Running metallb in Layer 2 mode
MetalLB is a load-balancer implementation for
bare metal Kubernetes clusters. I’ve used it succesfully to add support for
LoadBalancer
type service on bare-metal kubernetes clusters to expose my
services outside the cluster.
Installation
First check if metallb is compatible with your CNI plugin at https://metallb.universe.tf/installation/network-addons/.
Installing metallb
is as simple as running the following command.
kubectl apply -f https://raw.githubusercontent.com/google/metallb/v0.8.3/manifests/metallb.yaml
.
This deploys two components - controller and speaker. controller is deployed as a Kubernetes Deployment and speaker is deployed as a Kubernetes Daemonset.
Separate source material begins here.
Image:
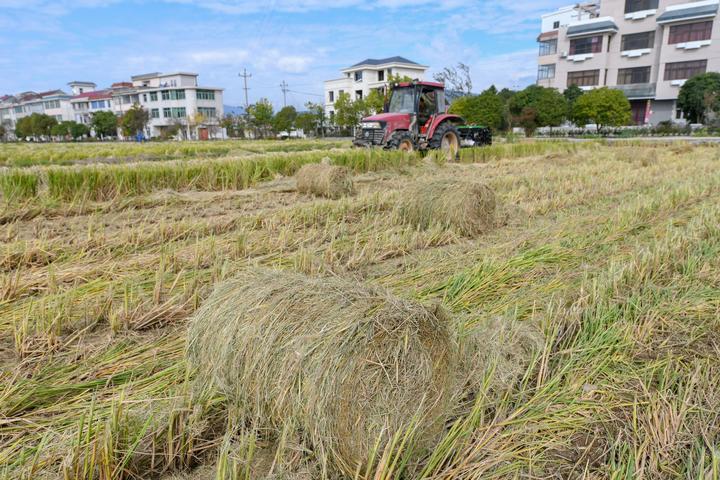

Metallb deals with two primary tasks - Address allocation and external anouncement.
Once metallb is installed, you configure it by creating a ConfigMap
object
under the same namespace it is installed in(metallb-system). Metallb works in
two modes - Layer2 and BGP. I’ve used it in Layer2 as it is simplest to configure.
Following is example of configuration for Layer2 mode configuration:
apiVersion: v1
kind: ConfigMap
metadata:
namespace: metallb-system
name: config
data:
config: |
address-pools:
- name: default
protocol: layer2
addresses:
# Change this address pool to your IP range
- 192.168.1.240-192.168.1.250
How does it work?
The controller
component of metallb watches for creation or updation of
kubernetes Service objects of type LoadBalancer
and assigns an IP from the
address pool given to it from the configuration.
The job of speaker
component is to announce this address. speaker
is deployed as a
Daemonset and so runs on every node. When controller
assigns an IP to a
speaker
, it announces this event by sending out gratuitous ARP messages and by
replying to ARP requests.
If a node that owns the IP goes down, another node takes over the IP and starts responding to the ARP requests.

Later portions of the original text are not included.